Pembaca yang budiman, asal segala ketaatan adalah pemikiran. Demikian pula asal segala kemaksiatan. Hasil pemikiran itu dioperasionalkan melalui bahasa. Kitab suci Alquran, Injil, Taurat direkam menggunakan media bahasa. Teks proklamasi Kemerdekaan, Sumpah Pemuda maupun lagu Indonesia raya. dan lain-lain juga dituangkan dengan menggunakan media bahasa.
Kemampuna berbahasa di miliki manusia dari sejak lahir. Begitulah teori dari salah satu pakar bahasa yaitu Chomsky (1957). Salah satu teorinya yang terkenal Innate Hypothesis, yang menyatakan bahwa kemampuan berbahasa pada manusia sudah ada sejak lahir. Kemampuan itu secara potensial ada dalam otak manusia Language Acquisition Device (LAD).
Seiring perkembangan manusia bahasa menjadi alat kominikasi. Ia berupa kata, frasa, klausa atau kalimat yang tidak punya makna. Tetapi manusilah yang memaknainya. Tubuh manuasia juga bahasa. Semua realitas social termasuk symbol, atau kalimat isayarat juga termasuk bahasa.

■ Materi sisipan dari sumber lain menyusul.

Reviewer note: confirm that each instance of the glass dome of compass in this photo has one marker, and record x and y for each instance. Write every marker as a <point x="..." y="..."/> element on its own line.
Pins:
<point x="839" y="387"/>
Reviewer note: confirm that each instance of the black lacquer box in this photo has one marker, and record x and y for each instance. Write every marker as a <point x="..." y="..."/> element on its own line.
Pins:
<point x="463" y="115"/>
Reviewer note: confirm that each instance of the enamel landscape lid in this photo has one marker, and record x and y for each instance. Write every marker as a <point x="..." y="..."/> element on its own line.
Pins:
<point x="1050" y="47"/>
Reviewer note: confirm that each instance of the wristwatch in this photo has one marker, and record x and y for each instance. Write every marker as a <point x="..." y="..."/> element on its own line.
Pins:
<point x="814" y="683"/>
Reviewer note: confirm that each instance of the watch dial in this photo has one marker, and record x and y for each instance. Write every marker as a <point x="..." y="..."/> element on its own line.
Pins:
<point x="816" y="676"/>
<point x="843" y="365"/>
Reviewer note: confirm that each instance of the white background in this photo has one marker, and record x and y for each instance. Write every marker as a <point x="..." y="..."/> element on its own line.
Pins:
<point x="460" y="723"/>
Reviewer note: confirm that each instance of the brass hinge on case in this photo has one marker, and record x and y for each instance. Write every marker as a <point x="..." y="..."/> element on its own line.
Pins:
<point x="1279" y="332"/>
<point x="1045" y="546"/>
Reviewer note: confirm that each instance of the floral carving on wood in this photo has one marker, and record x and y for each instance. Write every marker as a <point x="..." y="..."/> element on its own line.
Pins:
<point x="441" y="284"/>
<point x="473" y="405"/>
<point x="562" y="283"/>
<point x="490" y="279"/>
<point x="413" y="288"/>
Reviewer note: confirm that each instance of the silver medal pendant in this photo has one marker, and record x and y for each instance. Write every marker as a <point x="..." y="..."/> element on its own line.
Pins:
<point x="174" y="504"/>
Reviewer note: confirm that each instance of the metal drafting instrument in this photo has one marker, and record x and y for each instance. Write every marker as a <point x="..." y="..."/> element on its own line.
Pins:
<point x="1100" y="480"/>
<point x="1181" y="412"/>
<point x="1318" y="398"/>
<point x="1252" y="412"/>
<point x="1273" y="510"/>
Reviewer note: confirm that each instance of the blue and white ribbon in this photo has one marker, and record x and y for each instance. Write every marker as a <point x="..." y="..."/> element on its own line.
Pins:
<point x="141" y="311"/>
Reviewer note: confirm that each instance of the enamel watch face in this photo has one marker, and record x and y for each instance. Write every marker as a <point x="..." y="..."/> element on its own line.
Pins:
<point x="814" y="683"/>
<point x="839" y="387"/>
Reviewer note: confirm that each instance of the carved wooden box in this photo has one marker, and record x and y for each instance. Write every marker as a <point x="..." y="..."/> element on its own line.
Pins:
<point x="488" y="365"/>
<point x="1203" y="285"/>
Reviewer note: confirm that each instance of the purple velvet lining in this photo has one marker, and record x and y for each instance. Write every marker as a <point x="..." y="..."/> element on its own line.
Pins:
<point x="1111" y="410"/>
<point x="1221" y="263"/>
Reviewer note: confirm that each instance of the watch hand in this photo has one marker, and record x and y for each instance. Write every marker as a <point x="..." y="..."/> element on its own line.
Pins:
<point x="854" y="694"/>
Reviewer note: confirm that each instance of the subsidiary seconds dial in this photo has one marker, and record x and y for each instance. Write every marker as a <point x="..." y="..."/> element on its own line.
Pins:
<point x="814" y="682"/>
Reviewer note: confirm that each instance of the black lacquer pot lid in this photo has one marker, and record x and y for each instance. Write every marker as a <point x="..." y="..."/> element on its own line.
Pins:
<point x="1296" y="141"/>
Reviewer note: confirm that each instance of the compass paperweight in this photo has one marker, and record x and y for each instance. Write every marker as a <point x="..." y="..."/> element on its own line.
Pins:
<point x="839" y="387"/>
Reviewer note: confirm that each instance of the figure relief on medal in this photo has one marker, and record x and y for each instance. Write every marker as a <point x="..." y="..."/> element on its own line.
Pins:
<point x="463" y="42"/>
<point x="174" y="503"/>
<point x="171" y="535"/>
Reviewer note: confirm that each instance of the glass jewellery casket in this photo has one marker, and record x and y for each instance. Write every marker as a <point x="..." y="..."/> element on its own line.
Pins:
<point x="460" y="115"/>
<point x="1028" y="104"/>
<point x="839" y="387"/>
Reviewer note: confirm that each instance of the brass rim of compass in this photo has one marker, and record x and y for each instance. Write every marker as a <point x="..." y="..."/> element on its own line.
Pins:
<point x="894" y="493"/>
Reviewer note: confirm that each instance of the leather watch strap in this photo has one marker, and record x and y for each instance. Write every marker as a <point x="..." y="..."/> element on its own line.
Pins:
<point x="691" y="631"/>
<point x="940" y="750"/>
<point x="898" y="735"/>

Seiring perkembangannya bahasa menjadi alat untuk membangun sumber daya manusia, untuk menghibur bahkan untuk kekuasaan. Bahasa Indonesia digunakan oleh masyarakat Indonesia yang memiliki keanekaragaman dalam bahasa, adat-istiadat, dan budaya. Bahasa yang digunakan bisa mencerminkan derajat sesorang. Karena itu, pilihan dan keterampilan terhadap bahasa diharapkan dapat mencerminkan kecermatan berpikir yang menggambarkan kejernihan dalam berlogika. Lantas, mengapa artikel ini berjudul Maha dahsyatnya bahasa? Sebuah kata yang diluncurkan seseorang bahkan bisa menjadi senjata yang mematikan bagi orang lain. Kekuasaan pun dioperasionalkan melalui bahasa.

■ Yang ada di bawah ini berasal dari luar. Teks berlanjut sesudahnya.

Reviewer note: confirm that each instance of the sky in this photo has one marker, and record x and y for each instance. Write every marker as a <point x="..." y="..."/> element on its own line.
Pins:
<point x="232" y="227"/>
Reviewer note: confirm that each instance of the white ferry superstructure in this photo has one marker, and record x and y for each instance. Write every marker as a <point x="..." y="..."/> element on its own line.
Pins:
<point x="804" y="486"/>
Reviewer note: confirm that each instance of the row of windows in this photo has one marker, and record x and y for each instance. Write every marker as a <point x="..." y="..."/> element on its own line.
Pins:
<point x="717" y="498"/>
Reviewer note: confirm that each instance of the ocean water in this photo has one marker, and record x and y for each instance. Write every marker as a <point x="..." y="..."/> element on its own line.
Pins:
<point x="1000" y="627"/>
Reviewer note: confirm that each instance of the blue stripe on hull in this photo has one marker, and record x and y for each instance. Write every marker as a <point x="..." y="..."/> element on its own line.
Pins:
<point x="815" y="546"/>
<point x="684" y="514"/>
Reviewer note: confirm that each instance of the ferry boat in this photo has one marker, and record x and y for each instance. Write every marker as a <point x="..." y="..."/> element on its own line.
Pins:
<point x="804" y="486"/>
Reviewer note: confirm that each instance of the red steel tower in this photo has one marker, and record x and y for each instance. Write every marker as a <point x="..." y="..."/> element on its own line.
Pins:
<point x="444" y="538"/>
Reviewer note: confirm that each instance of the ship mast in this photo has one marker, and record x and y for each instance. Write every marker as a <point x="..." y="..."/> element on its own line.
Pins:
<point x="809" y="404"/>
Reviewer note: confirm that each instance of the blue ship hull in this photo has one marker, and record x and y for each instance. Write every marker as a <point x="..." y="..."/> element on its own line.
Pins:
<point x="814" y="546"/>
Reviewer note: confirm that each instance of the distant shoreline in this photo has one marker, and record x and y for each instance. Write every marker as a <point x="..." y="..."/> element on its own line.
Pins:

Seperti yang kita ketahui bersama bahwa bahasa sangat efektif untuk menciptakan pengaruh. Di dalam dunia politik bahasa sering digunakan sebagai alat politik. Ia digunakan dalam kaitannya dengan percaturan kekuasaan (power). Karena itu, bahasa politik tidak selalu dipakai untuk kejernihan makna. Bahasa yang digunakan dan dimanipulasi untuk kepentingan pemerintah dan elite politik sehingga terjadi rekayasa bahasa dengan memunculkan hegemoni makna kata merupakan penyimpangan dari fungsi bahasa, yaitu sebagai alat kerja sama.

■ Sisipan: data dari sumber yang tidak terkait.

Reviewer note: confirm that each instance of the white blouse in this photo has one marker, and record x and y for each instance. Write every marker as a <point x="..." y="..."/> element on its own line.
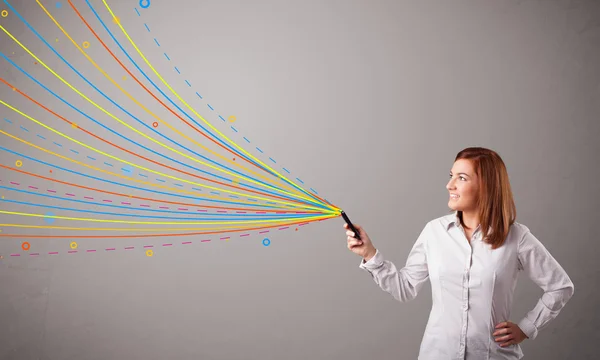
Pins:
<point x="472" y="287"/>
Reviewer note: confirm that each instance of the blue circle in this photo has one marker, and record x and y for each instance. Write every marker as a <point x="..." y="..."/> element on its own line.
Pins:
<point x="127" y="170"/>
<point x="49" y="220"/>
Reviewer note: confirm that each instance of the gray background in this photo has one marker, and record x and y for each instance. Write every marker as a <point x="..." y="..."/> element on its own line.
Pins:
<point x="367" y="102"/>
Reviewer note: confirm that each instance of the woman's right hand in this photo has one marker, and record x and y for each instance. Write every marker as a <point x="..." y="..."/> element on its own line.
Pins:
<point x="363" y="247"/>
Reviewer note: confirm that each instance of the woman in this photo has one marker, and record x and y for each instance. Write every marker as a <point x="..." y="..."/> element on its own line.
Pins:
<point x="472" y="258"/>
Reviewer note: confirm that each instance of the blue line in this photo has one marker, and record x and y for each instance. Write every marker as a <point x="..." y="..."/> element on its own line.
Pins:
<point x="245" y="218"/>
<point x="120" y="135"/>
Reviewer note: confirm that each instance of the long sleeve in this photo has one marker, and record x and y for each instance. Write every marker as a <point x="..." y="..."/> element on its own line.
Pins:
<point x="547" y="273"/>
<point x="403" y="285"/>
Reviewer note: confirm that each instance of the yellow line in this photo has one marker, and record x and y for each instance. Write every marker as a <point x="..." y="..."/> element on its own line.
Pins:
<point x="168" y="125"/>
<point x="106" y="112"/>
<point x="194" y="111"/>
<point x="285" y="220"/>
<point x="129" y="163"/>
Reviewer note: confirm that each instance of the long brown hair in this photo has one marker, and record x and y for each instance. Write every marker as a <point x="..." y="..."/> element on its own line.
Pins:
<point x="497" y="211"/>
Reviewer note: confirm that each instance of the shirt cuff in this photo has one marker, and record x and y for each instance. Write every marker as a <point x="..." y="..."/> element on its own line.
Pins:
<point x="528" y="328"/>
<point x="373" y="263"/>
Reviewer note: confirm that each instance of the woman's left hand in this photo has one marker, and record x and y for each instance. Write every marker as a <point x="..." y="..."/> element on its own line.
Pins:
<point x="508" y="333"/>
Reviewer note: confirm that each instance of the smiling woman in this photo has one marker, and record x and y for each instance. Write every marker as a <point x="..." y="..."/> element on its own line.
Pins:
<point x="472" y="258"/>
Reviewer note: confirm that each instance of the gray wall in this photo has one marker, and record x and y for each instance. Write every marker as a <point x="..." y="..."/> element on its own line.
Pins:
<point x="366" y="101"/>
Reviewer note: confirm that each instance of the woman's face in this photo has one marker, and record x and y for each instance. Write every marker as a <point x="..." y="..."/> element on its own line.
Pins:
<point x="463" y="186"/>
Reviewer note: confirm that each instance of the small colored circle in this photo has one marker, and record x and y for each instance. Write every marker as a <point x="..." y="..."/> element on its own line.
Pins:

Hegemoni adalah perluasan dan pelestarian ‘kepatuhan aktif”dari kelompok-kelompok yang di dominasi kelas berkuasa lewat penggunaan kepemimpinan intelektual, moral dan politik… (Latief, 1996). Dengan kata lain bahasa untuk menciptakan kesadaran dalam bentuk yang paling canggih.
Hegomoni dalam bahasa terlihat dalam penggunaan eufemisme yang dimaksudkan untuk membodohi masyarakat. Menebarkan kebohongan, memutarbalikkan fakta dapat menimbulkan keresahan masyarakat yang menyebabkan terjadinya konflik karena kata-kata memiliki kekuatan yang dahsyat untuk memengaruhi.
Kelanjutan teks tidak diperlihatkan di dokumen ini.